3Department of Physics, Faculty of Science, and Research Network of NANOTEC at Mahidol University, National Nanotechnology Center Bangkok 10400, Thailand,

*Corresponding Author

Abstract

This study presents an innovative, non-invasive sleep monitoring system that employs force-sensing resistors (FSRs) embedded in a pillow sheet to analyze sleep quality and detect sleep-related breathing disorders (SDB), offering an alternative to conventional polysomnography (PSG). We employed a comprehensive methodology, integrating FSRs with a wireless network device and dedicated software for real-time, precise data analysis and storage. The FSRs, calibrated to measure biomechanical signals associated with body movement, are integrated with a wireless network device. The experiment involved twenty-seven subjects diagnosed with sleep apnea, and the results were compared with PSG recordings. The intelligent sleep application recorded various sleep metrics, including sleep efficiency (SE), and respiratory rhythm. A regression analysis revealed a strong correlation (R 2 = 0.96) between the SE measured by the PSG device and the pillow-sheet sensor systems, confirming the reliability of the latter. The Bland-Altman plot further supported this consistency. In conclusion, the pillow-sheet embedded with FSR sensors is a promising tool for unobtrusive sleep monitoring and SDB detection. It offers comparable accuracy to PSG, with the added benefits of being user-friendly and non-restrictive, making it suitable for clinical and home settings. The system’s ability to provide insights into sleep patterns, detect apnea episodes, and analyze sleep postures presents a significant advancement in sleep research and medicine, with potential applications in personalized sleep health management.

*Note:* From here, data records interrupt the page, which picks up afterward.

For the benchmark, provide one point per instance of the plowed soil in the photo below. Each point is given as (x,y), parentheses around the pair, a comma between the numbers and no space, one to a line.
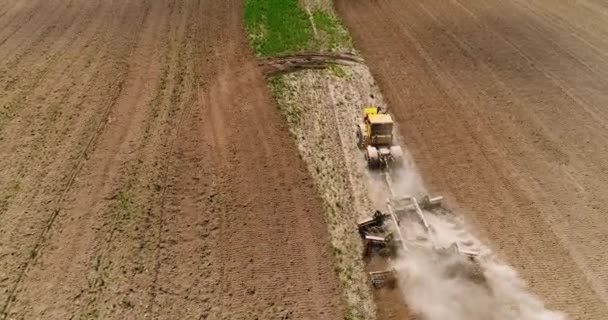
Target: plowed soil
(146,173)
(502,104)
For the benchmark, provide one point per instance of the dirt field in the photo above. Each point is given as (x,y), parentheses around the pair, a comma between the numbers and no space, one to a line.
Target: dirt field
(502,105)
(146,173)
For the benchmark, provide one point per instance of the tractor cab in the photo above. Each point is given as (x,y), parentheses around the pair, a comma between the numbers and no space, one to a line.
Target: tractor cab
(375,135)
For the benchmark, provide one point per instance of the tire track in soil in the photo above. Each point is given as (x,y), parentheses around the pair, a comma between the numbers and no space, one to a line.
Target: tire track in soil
(258,205)
(21,224)
(45,233)
(42,116)
(233,147)
(35,61)
(483,118)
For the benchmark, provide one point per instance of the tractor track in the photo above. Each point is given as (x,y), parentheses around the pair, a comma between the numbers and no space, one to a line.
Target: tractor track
(501,104)
(57,207)
(123,126)
(292,63)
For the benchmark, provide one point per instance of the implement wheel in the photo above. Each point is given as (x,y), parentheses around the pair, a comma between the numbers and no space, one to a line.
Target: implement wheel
(371,155)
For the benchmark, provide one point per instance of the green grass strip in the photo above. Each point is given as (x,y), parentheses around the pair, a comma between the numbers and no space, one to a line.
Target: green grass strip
(277,26)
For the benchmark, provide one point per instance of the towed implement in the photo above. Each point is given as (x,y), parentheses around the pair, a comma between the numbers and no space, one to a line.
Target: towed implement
(375,136)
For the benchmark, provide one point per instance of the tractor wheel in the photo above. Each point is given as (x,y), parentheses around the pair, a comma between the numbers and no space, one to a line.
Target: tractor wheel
(361,136)
(397,155)
(371,155)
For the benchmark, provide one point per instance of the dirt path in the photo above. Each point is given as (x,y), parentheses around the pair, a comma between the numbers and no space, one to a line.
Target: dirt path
(502,106)
(145,171)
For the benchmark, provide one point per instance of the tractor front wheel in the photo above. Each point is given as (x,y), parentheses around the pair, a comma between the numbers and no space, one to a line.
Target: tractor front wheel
(371,155)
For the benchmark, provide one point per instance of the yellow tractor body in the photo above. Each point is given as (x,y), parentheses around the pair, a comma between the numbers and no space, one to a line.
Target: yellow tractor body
(375,135)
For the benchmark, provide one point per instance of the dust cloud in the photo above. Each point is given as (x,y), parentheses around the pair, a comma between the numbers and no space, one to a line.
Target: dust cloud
(439,286)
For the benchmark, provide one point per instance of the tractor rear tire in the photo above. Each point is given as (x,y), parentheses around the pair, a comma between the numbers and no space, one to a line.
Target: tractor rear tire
(371,155)
(397,155)
(362,137)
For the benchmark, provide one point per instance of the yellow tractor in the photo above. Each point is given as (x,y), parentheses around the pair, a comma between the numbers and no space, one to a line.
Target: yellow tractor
(375,136)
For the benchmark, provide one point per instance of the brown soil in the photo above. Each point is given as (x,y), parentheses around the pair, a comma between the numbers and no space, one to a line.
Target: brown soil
(145,172)
(501,104)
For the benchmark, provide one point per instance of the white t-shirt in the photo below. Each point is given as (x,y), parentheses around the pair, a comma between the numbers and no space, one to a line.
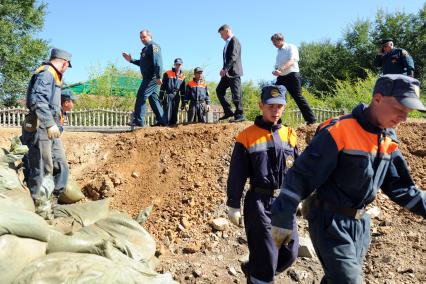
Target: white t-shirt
(284,54)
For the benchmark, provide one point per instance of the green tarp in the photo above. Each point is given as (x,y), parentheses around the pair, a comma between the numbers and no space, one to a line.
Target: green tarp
(120,85)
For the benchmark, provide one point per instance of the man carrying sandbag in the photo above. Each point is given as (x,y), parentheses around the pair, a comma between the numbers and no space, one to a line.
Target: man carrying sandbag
(40,131)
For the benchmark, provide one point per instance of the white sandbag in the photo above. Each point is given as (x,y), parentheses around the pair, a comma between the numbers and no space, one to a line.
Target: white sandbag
(80,268)
(84,213)
(16,253)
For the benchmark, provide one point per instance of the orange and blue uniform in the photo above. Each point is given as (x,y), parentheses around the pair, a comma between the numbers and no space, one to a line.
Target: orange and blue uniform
(172,92)
(44,99)
(197,94)
(347,162)
(263,153)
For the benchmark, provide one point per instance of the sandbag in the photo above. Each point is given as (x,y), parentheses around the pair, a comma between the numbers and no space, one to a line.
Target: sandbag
(16,253)
(72,192)
(65,225)
(18,197)
(84,213)
(80,268)
(22,223)
(138,243)
(9,178)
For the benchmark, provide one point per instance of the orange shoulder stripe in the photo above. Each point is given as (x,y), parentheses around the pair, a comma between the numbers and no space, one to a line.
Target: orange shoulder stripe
(350,136)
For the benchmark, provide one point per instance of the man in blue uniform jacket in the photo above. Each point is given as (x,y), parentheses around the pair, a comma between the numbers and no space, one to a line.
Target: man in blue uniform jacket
(150,64)
(348,160)
(394,60)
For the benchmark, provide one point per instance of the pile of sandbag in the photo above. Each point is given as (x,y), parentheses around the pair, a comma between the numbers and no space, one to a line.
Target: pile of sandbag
(85,243)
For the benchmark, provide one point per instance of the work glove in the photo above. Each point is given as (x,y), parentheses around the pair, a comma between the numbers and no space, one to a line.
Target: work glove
(53,132)
(234,216)
(280,236)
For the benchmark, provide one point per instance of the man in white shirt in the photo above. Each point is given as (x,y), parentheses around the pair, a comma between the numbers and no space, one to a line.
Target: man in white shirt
(287,73)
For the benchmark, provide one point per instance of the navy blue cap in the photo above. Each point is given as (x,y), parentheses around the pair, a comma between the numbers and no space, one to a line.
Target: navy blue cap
(273,94)
(404,88)
(385,40)
(68,95)
(61,54)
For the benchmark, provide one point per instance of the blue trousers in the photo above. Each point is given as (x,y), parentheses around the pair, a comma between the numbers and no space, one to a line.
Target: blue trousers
(341,244)
(171,108)
(148,90)
(45,166)
(265,259)
(196,112)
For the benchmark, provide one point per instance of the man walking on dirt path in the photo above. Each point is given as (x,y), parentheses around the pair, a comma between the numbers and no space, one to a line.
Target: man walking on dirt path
(348,160)
(263,153)
(197,95)
(172,91)
(150,64)
(40,131)
(394,60)
(230,74)
(287,73)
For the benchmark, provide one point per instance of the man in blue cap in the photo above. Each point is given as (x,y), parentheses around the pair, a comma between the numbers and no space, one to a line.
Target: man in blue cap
(348,160)
(40,131)
(150,64)
(263,153)
(394,60)
(172,91)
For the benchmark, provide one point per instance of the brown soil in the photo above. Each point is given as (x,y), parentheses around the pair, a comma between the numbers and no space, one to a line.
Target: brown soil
(182,172)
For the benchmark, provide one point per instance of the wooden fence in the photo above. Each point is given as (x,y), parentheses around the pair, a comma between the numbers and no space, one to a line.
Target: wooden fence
(116,120)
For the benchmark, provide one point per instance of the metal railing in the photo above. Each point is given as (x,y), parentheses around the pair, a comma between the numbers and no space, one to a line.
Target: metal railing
(116,120)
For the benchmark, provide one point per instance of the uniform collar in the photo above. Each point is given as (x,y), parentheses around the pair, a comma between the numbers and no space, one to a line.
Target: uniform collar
(267,125)
(359,114)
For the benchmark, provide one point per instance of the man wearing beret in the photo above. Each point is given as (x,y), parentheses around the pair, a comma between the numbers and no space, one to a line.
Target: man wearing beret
(40,131)
(197,96)
(172,91)
(263,153)
(348,160)
(394,60)
(150,64)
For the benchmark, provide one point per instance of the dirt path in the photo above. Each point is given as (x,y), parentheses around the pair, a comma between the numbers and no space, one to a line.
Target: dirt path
(182,172)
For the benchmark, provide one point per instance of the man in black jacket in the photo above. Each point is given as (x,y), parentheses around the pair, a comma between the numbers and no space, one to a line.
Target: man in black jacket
(230,75)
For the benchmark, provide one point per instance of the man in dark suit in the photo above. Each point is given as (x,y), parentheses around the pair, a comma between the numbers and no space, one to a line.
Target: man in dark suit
(230,75)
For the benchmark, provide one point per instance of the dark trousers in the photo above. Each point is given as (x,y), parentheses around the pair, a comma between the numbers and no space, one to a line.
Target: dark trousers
(341,244)
(171,108)
(59,159)
(235,85)
(293,85)
(196,112)
(148,90)
(265,259)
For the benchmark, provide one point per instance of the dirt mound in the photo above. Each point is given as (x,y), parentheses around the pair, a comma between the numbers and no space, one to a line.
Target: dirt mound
(182,172)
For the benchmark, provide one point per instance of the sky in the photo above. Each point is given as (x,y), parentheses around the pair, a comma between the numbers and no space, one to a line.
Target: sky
(96,32)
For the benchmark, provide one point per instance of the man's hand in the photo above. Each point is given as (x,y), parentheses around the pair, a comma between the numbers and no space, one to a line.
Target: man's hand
(277,72)
(53,132)
(280,236)
(234,216)
(127,56)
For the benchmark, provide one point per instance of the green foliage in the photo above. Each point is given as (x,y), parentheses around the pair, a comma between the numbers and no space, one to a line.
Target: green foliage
(20,51)
(324,65)
(348,94)
(104,93)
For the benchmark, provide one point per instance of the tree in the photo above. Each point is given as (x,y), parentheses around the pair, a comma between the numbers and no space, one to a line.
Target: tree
(20,51)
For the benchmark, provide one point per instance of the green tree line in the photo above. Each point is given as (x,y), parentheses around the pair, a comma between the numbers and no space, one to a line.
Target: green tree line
(334,74)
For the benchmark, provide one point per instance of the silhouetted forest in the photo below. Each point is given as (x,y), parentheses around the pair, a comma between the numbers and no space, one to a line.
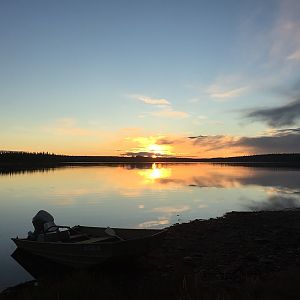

Keywords: Polysomnography, Respiratory Rhythm, Sleep Apnea, Sleep Efficiency, Sleep-Related Breathing Disorders

1. Introduction

Sleeping is essential to our lives because we spend about one-third of our lives in bed. Therefore, sleeping is vital for maintaining our physical [1] and mental health [2]. During sleep, our body recovers energy [3] and repairs damaged cells [4]. In addition, sleep helps to create chemicals in the brain that improve our memory, performance, and learning ability [5]. Therefore, getting enough sleep is crucial for maintaining good health. Adequate sleep is crucial for good health and can benefit mental health, muscle recovery, brain development, cardiac function, body metabolism, learning, memory, and mood [6][7][8][9] and [10]. Sleep-related breathing disorders, such as sleep apnea-hypopnea syndrome (SAHS) [11], can have detrimental effects on an individual's health. SAHS is a type of sleep disorder characterized by repeated episodes of complete or partial cessation of breathing during sleep, which can lead to disrupted sleep patterns and reduced oxygen levels in the body [12]. SAHS affects 9% to 25% of males and 9% to 15% of women [13]. It is a widespread medical problem with a rising prevalence, with the likelihood of occurrence increasing with age and BMI [14] and [15]. SAHS has been linked to various adverse health outcomes, including cardiovascular disease, stroke, and diabetes, making it a significant public health concern that warrants attention.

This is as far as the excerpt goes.